- Italian theatrical release poster
- Directed by: Joe D'Amato
- Written by: Roberto Gandus
- Starring: Melissa Chimenti Sirpa Lane Maurice Poli
- Music by: Stelvio Cipriani
- Distributed by: Severin Films (US DVD)
- Release date: 1978;
- Running time: 86 minutes
- Country: Italy
- Language: Italian

= Papaya, Love Goddess of the Cannibals =

Papaya, Love Goddess of the Cannibals (Italian title: Papaya dei Caraibi) is a 1978 Italian cannibal film directed by Joe D'Amato. It was written by Roberto Gandus and stars Melissa Chimenti in the title role, opposite Sirpa Lane as Sara.

==Plot==
On a Caribbean island, a nuclear power plant is to be erected against the will of the natives. The islanders defend themselves against the plan, rallying a small secret resistance group under the guidance of their love goddess Papaya, a tropical beauty. This gradually ensnares the engineers of the project with the aim of gathering information about the planned power plant. Then the engineers are brutally murdered, involving an act of cannibalism.

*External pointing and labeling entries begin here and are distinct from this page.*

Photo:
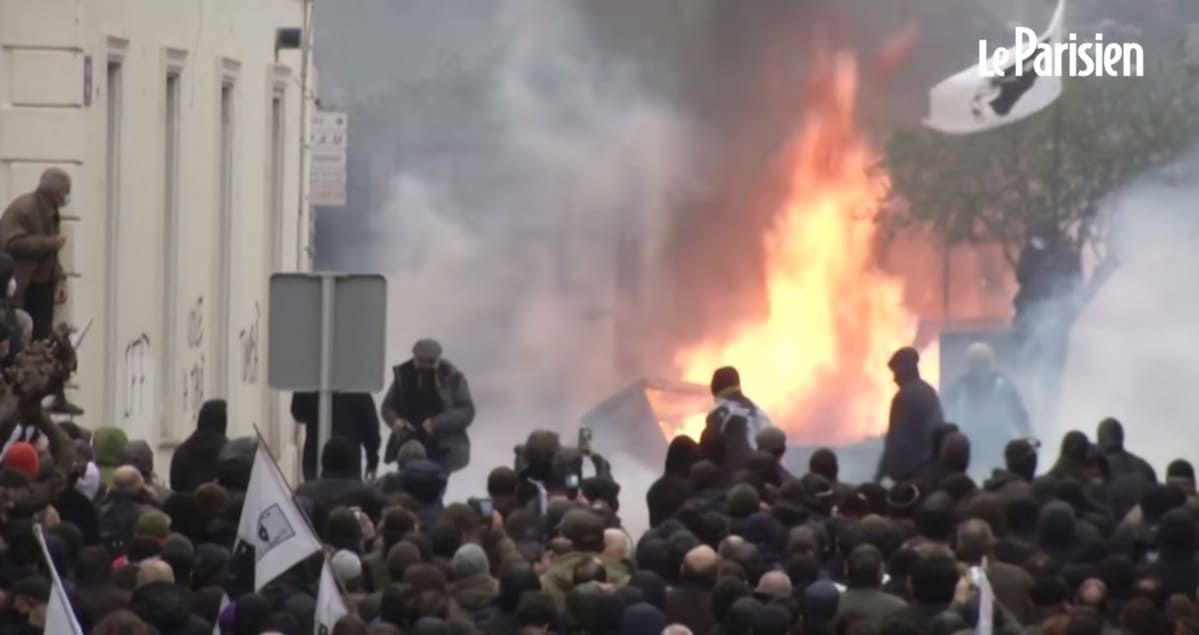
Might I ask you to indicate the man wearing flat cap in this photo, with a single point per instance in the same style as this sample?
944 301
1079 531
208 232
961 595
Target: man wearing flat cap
429 401
915 412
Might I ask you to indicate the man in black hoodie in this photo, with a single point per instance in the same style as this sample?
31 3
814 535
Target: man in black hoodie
354 419
194 461
915 411
669 493
339 485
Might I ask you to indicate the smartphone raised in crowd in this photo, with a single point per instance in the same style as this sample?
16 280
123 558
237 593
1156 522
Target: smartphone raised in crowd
482 507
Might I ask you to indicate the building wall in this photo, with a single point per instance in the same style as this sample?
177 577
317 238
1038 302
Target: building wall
185 194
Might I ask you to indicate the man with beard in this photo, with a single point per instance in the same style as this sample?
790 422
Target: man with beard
429 401
915 412
987 406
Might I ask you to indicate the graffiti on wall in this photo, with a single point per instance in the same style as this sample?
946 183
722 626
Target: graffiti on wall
138 362
193 360
248 340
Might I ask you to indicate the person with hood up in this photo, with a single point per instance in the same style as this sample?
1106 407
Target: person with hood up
1176 564
733 424
1072 459
1109 436
667 495
1058 532
987 405
471 584
163 604
109 443
339 485
194 460
429 400
915 411
426 483
1019 469
584 528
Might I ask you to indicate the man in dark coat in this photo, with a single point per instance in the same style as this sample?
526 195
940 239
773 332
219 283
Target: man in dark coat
733 424
194 460
339 485
987 406
669 493
915 411
429 400
354 419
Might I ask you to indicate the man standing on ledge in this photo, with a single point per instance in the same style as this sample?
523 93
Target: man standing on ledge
30 233
429 401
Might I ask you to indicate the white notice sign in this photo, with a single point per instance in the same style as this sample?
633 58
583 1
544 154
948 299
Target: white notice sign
326 170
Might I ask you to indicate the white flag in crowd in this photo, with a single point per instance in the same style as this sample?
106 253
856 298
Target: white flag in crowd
59 616
330 605
969 102
986 605
224 604
271 522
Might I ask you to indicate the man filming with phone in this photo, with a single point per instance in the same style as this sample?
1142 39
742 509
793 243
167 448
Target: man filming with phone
429 401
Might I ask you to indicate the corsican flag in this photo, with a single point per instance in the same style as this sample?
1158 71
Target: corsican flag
271 522
59 615
330 605
971 101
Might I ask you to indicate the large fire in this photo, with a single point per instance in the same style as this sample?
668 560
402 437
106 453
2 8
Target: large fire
815 357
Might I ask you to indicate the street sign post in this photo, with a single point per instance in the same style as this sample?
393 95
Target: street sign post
327 333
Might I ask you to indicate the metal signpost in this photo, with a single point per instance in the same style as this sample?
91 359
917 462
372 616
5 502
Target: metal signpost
326 333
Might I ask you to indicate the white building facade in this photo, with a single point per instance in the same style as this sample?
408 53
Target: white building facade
180 125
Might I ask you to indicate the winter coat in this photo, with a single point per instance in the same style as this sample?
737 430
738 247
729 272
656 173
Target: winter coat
729 434
355 419
426 482
908 445
168 609
196 460
475 593
873 604
691 604
341 490
449 428
26 230
559 580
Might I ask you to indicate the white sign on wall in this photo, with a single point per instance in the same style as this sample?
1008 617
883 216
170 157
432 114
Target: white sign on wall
326 145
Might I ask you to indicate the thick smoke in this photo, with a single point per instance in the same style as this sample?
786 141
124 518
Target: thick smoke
511 253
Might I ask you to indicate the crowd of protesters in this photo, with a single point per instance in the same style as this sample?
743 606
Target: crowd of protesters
1091 542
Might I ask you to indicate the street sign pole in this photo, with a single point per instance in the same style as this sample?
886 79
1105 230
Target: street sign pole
325 397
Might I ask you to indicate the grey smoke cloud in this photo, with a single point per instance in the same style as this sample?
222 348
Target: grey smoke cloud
1134 352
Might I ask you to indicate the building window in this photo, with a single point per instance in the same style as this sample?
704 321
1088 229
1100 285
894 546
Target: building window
172 428
113 104
224 236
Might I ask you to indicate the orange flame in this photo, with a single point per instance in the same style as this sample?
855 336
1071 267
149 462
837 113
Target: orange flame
817 360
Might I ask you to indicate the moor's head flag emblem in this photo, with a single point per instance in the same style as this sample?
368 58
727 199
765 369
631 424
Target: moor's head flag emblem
273 528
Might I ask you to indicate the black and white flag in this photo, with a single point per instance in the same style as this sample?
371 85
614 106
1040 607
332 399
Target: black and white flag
272 524
970 102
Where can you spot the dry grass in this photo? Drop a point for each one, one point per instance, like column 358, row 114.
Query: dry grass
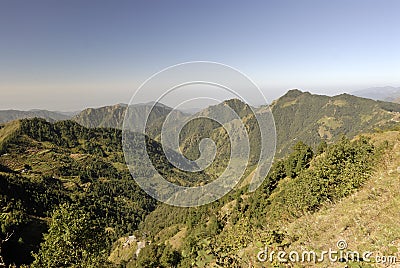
column 367, row 220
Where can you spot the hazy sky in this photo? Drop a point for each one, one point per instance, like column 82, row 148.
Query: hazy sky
column 66, row 55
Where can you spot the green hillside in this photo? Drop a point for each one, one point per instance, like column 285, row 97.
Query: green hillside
column 290, row 211
column 67, row 198
column 310, row 118
column 47, row 167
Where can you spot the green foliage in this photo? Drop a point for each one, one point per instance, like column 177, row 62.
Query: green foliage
column 76, row 238
column 338, row 173
column 298, row 160
column 161, row 255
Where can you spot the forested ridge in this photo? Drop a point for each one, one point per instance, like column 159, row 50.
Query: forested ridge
column 69, row 200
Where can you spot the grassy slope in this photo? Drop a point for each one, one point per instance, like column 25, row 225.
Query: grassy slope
column 368, row 220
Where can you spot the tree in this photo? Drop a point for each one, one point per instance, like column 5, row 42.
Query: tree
column 75, row 239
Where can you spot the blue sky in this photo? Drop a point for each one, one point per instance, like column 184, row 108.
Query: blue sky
column 66, row 55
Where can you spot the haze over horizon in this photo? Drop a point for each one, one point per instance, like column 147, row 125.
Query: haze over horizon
column 69, row 55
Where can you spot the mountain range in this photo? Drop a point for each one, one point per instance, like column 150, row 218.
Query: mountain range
column 66, row 191
column 391, row 94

In this exotic paradise, sociocritical journalist Sara spends her holidays. By chance, she gets to meet the engineer Vincent, who is involved in the construction of the power plant. The two are unaware of the bloody goings-on, and on a small excursion meet Papaya. The seemingly friendly locals lure the couple to a traditional ceremony called "Celebration of the Red Stone" where the two are administered drugs and made docile.

Days later, Sara is abducted by two perpetrators of the organisation. From these she learns that Vincent is to be murdered and she herself to be spared to report on the suppression of the inhabitants. While Vincent surrenders to Papaya completely and is later murdered, Sara falls for the male leader of the rebels and begins a passionate sexual relationship with him. This love affair awakens the jealousy of the bisexual Papaya, who seduces Sara into another tender and erotic romance. At the end of the film, the organisation succeeds in winning Sara for their cause.

==Cast==
- Melissa Chimenti as Papaya (as Melissa)
- Sirpa Lane as Sara
- Maurice Poli as Vincent
- Dakar as Ceremony Leader (uncredited)

== Reception ==
A 2024 review in Nerdly described Papaya, Love Goddess of the Cannibals as "a hazy, dreamlike film that oscillates between softcore pornography and body horror, with gore scenes that are more suggestive than explicit, especially in comparison to the notorious cannibal subgenre that Italian cinema was embracing at the time".